Her work defies easy categorization. It is political and poetic, spiritual and strategic. She restores not just soil, but soul.

The Architect of Restoration Policy

While Blanca’s restoration draws deeply from indigenous knowledge and grassroots strength, Dr. Ronnie de Camino Velozo lays the groundwork by providing policy frameworks, revolutionary approaches of learning, network leadership and scientific research that allows such efforts to thrive.

He speaks about land restoration with the authority of decades of experience, blending rigorous scholarship with the passion of an artist and the clarity of hard-earned evidence. A Chilean forest engineer with postgraduate training and postdoctoral residency in Germany, he is widely regarded as one of the region’s foremost thinkers on sustainable land use.

He helped design Chile’s first national reforestation plan, implemented a half-million-hectare reforestation program in Venezuela, and went on to become a cornerstone of CATIE in Costa Rica—serving as professor, program director, and eventually deputy general director.  He also served as president of the Ibero-American chapter of the Model Forests Network from 2008 to 2017, helping to engineer a movement that reinforces good practices and governance among landscape leaders.

Ronnie was instrumental in the early days of Initiative 20x20, helping to inspire, shape and draw political support to materialize its founding vision of restoring millions of hectares of degraded land across Latin America and the Caribbean.

He published prolifically—over 150 scientific works—and advised almost as widely: from the World Bank to FAO, from CIFOR to the UN. But perhaps more importantly, he listened. He worked with Indigenous communities in Mexico, Guatemala, Venezuela, and beyond, always advocating for the voices of local communities to be heard. In between, he painted, sculpted, and, more recently, posted poems on TikTok—his verses reaching a generation that will carry on his work in the field.

But his most enduring legacy lies in the human infrastructure he has built: the networks of students, Indigenous leaders, and policymakers he continues to mentor. Over the years, he has hosted reading groups in scientific institutions to discuss the link between research and restoration and helped reclaim model forests and rural landscapes—not just for trees, but for people.  

“I am very grateful for this recognition. I have dedicated much of my life to working for forests, landscapes, and the people who live in them. Along the way, I had the opportunity to collaborate with many communities, organizations, and institutions that believe restoration is not just a technical task, but a social and human process,” said Ronnie during the ceremony.

“This award is not only for me, but for everyone who believes it is possible to build a greener, fairer, and more sustainable future from the ground up.”

Even now, at 83 years old, an age when most professionals retire to quieter pursuits, Ronnie remains active—as Senior Advisor to the Forest and Climate Change Fund in Luxembourg, an artist embracing emerging platforms to communicate, and as a reminder that forestry is as much about values as it is about value chains.

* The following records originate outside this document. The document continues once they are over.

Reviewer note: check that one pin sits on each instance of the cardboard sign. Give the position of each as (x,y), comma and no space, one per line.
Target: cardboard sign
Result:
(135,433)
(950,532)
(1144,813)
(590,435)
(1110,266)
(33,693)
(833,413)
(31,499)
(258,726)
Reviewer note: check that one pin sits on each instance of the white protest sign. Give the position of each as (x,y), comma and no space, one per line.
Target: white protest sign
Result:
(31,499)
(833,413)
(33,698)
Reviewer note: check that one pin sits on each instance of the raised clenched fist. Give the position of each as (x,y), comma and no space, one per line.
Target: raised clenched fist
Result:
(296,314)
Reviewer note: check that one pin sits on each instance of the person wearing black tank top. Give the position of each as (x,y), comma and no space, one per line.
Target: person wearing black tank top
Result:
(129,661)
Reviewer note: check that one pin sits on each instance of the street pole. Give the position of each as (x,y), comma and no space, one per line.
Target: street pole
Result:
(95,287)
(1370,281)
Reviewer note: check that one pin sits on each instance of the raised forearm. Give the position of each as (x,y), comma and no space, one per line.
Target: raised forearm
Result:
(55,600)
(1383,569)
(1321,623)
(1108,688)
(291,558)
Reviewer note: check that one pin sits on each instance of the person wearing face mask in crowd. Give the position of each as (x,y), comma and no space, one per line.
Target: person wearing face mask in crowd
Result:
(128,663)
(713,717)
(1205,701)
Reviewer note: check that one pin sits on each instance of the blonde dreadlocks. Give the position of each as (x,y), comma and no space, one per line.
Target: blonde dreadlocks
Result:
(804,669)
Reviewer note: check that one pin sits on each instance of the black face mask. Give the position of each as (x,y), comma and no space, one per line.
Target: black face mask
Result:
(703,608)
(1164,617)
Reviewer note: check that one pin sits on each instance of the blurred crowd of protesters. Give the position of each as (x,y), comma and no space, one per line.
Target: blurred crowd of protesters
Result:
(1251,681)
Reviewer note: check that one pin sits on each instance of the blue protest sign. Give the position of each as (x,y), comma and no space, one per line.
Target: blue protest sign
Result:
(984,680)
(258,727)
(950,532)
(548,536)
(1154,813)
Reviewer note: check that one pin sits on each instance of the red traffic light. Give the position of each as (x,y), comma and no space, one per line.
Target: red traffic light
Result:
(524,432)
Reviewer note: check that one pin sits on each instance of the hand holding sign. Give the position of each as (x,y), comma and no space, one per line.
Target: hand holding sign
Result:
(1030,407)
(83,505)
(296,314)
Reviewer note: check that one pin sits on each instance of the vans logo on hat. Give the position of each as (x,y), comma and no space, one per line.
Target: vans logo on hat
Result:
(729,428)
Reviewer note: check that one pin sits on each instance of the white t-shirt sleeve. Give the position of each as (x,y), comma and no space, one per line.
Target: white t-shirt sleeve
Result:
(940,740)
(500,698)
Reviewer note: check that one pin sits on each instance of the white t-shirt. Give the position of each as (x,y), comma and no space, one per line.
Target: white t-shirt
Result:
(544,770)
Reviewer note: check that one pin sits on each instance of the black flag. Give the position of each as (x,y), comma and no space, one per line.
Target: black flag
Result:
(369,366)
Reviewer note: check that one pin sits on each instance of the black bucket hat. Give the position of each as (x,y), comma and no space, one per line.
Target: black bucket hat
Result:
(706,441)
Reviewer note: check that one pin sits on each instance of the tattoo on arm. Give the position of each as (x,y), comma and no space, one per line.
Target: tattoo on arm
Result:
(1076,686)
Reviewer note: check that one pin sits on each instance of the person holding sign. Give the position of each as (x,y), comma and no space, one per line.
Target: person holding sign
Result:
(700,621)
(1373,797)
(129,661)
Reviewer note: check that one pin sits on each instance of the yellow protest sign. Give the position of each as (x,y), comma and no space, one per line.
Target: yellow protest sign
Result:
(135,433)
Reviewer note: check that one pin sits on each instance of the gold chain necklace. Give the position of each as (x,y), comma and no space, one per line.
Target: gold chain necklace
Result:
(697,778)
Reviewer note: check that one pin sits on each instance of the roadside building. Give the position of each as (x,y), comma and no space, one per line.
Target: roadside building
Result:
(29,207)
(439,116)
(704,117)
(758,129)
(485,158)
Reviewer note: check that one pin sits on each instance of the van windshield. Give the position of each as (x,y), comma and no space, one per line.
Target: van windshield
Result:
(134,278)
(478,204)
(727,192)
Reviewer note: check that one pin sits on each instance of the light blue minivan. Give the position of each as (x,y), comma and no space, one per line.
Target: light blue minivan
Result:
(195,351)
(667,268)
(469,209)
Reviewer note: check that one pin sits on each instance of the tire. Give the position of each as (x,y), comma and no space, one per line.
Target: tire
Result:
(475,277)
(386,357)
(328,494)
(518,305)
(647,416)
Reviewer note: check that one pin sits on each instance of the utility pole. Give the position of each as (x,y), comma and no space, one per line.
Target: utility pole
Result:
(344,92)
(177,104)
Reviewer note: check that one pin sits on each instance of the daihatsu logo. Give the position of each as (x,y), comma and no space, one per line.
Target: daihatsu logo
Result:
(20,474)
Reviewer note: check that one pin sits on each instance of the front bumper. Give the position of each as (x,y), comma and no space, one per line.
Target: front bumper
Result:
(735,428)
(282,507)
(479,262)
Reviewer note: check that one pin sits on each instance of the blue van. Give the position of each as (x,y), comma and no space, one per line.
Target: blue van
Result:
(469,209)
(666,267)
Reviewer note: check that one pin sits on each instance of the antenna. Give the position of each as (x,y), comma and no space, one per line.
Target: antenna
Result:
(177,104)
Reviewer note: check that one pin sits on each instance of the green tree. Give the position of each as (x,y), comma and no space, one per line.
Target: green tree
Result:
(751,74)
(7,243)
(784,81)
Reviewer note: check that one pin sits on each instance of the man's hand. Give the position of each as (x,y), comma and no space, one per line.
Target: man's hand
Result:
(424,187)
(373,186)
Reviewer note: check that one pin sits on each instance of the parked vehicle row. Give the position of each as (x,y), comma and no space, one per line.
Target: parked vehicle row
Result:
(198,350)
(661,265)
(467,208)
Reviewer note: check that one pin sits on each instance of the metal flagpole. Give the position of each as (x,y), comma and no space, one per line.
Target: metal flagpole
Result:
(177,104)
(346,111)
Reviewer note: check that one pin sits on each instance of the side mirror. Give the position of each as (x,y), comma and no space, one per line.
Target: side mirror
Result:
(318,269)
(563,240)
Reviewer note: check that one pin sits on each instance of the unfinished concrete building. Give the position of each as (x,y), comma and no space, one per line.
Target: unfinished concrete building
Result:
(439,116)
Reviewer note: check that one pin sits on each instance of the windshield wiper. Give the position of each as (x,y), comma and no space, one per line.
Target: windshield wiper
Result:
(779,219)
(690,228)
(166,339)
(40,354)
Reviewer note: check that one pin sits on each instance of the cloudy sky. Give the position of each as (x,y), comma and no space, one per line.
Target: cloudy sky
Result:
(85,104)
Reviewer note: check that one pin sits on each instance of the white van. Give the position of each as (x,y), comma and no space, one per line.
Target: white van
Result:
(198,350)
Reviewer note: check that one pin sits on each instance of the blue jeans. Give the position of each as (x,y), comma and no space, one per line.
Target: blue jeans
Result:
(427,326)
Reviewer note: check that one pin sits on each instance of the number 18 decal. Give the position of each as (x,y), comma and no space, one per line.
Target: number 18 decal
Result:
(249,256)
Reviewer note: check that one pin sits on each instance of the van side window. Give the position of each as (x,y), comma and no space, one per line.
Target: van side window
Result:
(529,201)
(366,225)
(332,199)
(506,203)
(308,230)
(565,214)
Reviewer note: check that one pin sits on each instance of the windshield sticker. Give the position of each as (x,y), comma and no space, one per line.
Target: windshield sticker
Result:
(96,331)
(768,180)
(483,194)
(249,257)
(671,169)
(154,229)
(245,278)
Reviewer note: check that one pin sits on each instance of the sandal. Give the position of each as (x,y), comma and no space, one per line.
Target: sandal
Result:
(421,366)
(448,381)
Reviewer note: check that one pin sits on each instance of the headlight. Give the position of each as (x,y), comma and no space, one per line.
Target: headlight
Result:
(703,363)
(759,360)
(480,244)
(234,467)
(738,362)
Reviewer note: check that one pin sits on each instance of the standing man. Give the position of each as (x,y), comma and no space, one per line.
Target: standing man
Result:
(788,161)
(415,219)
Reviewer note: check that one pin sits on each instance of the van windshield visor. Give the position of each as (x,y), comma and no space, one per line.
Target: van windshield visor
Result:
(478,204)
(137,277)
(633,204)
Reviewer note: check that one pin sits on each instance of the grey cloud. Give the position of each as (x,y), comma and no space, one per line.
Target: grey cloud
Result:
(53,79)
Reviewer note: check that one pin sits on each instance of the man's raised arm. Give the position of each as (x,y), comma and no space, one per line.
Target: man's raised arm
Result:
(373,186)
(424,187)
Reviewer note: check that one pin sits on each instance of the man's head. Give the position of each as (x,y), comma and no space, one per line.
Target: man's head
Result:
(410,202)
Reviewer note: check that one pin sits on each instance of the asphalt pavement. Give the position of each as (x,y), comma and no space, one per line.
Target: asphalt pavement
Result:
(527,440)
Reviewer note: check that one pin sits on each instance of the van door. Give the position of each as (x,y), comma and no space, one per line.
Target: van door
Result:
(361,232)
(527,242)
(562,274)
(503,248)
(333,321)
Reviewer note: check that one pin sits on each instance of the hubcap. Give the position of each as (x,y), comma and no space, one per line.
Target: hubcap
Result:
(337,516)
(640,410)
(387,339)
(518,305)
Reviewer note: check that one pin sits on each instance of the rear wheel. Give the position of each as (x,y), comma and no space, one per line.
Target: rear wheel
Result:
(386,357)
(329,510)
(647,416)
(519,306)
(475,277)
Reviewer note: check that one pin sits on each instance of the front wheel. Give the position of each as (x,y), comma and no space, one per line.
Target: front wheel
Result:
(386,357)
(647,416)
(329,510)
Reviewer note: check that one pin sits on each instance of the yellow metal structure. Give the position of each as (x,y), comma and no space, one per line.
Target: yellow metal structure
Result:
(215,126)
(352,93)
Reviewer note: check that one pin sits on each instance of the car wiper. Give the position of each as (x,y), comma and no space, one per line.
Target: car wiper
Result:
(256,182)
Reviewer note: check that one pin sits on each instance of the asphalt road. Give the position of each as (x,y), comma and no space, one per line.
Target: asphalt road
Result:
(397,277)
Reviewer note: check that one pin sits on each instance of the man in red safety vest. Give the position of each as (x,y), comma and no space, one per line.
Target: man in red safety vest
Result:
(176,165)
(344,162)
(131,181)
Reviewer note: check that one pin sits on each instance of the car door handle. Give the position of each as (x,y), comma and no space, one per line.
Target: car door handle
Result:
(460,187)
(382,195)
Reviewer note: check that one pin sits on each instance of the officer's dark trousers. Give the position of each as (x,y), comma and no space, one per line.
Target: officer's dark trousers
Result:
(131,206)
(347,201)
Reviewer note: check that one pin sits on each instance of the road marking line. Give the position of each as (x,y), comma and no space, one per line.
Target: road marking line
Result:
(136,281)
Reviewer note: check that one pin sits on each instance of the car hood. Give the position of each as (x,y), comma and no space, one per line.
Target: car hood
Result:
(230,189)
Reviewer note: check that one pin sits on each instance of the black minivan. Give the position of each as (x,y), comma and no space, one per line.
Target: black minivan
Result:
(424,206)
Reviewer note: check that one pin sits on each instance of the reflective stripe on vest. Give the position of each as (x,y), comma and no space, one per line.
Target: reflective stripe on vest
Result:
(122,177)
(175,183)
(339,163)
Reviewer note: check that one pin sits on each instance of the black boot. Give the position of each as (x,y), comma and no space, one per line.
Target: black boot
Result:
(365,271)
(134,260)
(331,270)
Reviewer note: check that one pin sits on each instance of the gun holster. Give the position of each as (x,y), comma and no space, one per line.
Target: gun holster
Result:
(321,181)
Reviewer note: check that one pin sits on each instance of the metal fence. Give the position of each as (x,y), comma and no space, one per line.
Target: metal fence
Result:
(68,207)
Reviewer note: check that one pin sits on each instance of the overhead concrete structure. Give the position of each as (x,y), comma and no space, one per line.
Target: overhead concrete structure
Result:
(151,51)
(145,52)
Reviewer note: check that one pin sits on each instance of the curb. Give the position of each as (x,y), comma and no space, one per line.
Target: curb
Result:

From Local Roots to Regional Change

The selection of Blanca and Ronnie as recipients of the 2025 Leadership Award goes beyond symbolism—it reflects a growing shift in how restoration is viewed across Latin America. It is no longer confined to top-down policies, academic definitions or grassroots efforts alone; restoration today requires a full spectrum of voices and approaches. By honoring these two leaders, Initiative 20x20 and its partners affirm that successful restoration must unite policymakers, local communities, economists, artists, and everyday stewards of the land.

Both Blanca and Ronnie reinforce the idea that landscapes are not passive backdrops to human action—they are living systems shaped by memory, governance, and culture. And they will be restored not just by planting trees, but by planting ideas—and hope—in the minds of those who care for them.